ENV["OPENAI_API_KEY"] = "sk-..."

Or via your shell:

export OPENAI_API_KEY="sk-..."

Azure OpenAI

export AZURE_OPENAI_BASE_URL="https://your-resource.openai.azure.com"
export AZURE_OPENAI_API_KEY="your-key"
export AZURE_OPENAI_API_VERSION="2024-02-01"
export AZURE_OPENAI_DEPLOY_NAME_GPT_5_2="your-gpt52-deployment"

Google Gemini

export GEMINI_API_KEY="your-gemini-key"

Your First Request

Using the Responses API

The simplest way to get started — one function call:

result = respond("Explain Julia's type system in 3 bullet points")
if result isa ResponseSuccess
    println(output_text(result))
else
    println("Request failed — ", output_text(result))
end
- **Dynamic, nominative, and parametric types:** Julia checks types at runtime (dynamic), uses *named* types rather than structural equivalence (nominative), and supports parametric types like `Vector{Int}` and `Dict{K,V}` for generic, reusable code.

- **Multiple dispatch built on a rich type hierarchy:** Functions have many methods specialized on argument types, and Julia selects the most specific applicable method at call time. Types form a lattice with `Any` at the top and `Union{}` (bottom) at the bottom, enabling expressive abstractions.

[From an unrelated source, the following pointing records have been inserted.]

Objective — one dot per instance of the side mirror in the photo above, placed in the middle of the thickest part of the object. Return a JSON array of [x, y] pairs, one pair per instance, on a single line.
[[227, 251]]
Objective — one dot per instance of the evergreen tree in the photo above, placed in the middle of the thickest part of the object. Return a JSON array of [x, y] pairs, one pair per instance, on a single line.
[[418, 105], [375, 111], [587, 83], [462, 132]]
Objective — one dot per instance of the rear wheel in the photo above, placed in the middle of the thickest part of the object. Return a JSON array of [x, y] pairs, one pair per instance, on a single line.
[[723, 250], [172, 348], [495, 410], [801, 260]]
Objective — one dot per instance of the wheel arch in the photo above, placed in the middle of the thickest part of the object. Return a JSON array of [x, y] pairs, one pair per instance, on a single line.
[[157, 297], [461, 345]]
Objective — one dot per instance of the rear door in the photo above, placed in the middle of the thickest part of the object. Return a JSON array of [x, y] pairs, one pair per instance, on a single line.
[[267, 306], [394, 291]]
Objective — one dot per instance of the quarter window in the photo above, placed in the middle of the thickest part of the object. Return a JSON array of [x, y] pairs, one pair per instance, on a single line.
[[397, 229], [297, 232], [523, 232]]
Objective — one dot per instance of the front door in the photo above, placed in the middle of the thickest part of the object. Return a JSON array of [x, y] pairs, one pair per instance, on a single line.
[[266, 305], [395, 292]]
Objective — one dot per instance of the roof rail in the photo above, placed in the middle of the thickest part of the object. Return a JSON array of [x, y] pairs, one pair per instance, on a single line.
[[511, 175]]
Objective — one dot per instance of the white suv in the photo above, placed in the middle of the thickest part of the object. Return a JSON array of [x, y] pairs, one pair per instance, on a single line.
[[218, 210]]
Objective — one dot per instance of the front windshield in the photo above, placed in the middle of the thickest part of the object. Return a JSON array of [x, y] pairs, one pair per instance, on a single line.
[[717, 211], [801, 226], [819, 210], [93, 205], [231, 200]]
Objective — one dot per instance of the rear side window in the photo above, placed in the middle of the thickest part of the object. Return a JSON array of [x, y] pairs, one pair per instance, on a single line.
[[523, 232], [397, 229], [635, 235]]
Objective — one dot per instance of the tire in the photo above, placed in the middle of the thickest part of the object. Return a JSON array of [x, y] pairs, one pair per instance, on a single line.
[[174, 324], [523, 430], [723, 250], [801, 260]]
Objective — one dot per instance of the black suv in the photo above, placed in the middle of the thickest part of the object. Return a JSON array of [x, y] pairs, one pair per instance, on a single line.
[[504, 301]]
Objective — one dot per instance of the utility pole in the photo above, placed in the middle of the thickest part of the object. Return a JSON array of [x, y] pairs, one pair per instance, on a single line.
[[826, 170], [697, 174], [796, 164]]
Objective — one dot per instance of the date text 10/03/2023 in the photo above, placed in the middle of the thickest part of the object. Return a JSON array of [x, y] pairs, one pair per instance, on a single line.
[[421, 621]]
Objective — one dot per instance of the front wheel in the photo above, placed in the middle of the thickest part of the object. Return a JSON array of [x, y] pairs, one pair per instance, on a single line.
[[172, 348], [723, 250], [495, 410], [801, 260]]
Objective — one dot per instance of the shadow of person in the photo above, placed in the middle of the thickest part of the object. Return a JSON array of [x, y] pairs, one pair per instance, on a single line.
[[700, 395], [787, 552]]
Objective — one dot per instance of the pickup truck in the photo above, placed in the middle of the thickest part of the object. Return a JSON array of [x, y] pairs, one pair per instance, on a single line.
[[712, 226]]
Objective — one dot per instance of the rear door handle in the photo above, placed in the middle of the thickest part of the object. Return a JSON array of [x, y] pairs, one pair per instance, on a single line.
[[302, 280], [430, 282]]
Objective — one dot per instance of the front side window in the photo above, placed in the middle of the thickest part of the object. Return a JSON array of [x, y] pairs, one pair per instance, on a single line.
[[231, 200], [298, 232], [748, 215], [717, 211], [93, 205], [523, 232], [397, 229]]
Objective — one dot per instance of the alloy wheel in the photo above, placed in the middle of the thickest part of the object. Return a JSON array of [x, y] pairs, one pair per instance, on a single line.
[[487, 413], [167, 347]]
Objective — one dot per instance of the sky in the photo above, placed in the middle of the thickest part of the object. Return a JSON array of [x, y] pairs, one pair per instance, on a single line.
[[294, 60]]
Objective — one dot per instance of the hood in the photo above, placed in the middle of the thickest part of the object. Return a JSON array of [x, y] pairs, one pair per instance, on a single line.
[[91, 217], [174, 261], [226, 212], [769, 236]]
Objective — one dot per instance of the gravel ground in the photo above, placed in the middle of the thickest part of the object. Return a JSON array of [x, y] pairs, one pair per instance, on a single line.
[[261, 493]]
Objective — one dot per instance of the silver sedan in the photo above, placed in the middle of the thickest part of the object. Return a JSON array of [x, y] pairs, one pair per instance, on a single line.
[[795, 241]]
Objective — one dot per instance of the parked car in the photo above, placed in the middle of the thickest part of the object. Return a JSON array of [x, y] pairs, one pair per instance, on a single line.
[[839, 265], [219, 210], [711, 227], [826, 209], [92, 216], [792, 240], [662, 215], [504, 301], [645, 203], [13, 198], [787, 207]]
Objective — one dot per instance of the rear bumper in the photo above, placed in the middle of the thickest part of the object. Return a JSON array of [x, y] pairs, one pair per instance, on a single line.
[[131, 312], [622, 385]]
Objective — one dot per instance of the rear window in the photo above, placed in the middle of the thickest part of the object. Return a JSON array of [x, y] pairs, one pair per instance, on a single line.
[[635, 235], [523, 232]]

- **Performance via type inference and specialization:** Although you don’t have to annotate types, Julia’s compiler infers types and generates specialized machine code for concrete types. Writing “type-stable” code (return types predictable from input types) is key to achieving near-C performance.

Using Chat Completions

For stateful, multi-turn conversations:

chat = Chat(model="gpt-4o-mini")
push!(chat, Message(Val(:system), "You are a concise Julia programming tutor."))
push!(chat, Message(Val(:user), "What is multiple dispatch? Answer in 2-3 sentences."))
result = chatrequest!(chat)
if result isa LLMSuccess
    println(result.message.content)
    println("\nFinish reason: ", result.message.finish_reason)
    println("Conversation length: ", length(chat))
else
    println("Request failed — see result for details")
end
Multiple dispatch is a programming paradigm where the method to be executed is determined by the runtime types of all the arguments, rather than just the first one. This allows for more flexible and powerful function overloading, enabling the same function name to handle different types seamlessly based on the combination of input types. In Julia, multiple dispatch is a core feature that enhances code readability and maintainability.

Finish reason: stop
Conversation length: 3

Generating Images

result = generate_image(
    "A watercolor painting of a friendly robot reading a Julia programming book",
    size="1024x1024", quality="medium"
)
if result isa ImageSuccess
    println("Success: true")
    println("Images: ", length(image_data(result)))
else
    println("Success: false")
    println("Images: 0")
end
Success: true
Images: 1

Using Keyword Arguments

For one-shot requests without managing Chat objects:

result = chatrequest!(
    systemprompt="You are a calculator. Respond only with the number.",
    userprompt="What is 42 * 17?",
    model="gpt-4o-mini",
    temperature=0.0
)
if result isa LLMSuccess
    println(result.message.content)
else
    println("Request failed — see result for details")
end
714

Handling Results

All API calls return subtypes of LLMRequestResponse. Use Julia's pattern matching:

using UniLM
using InteractiveUtils

# Construct a chat to show the result type hierarchy
chat = Chat()
push!(chat, Message(Val(:system), "You are helpful."))
push!(chat, Message(Val(:user), "Hello!"))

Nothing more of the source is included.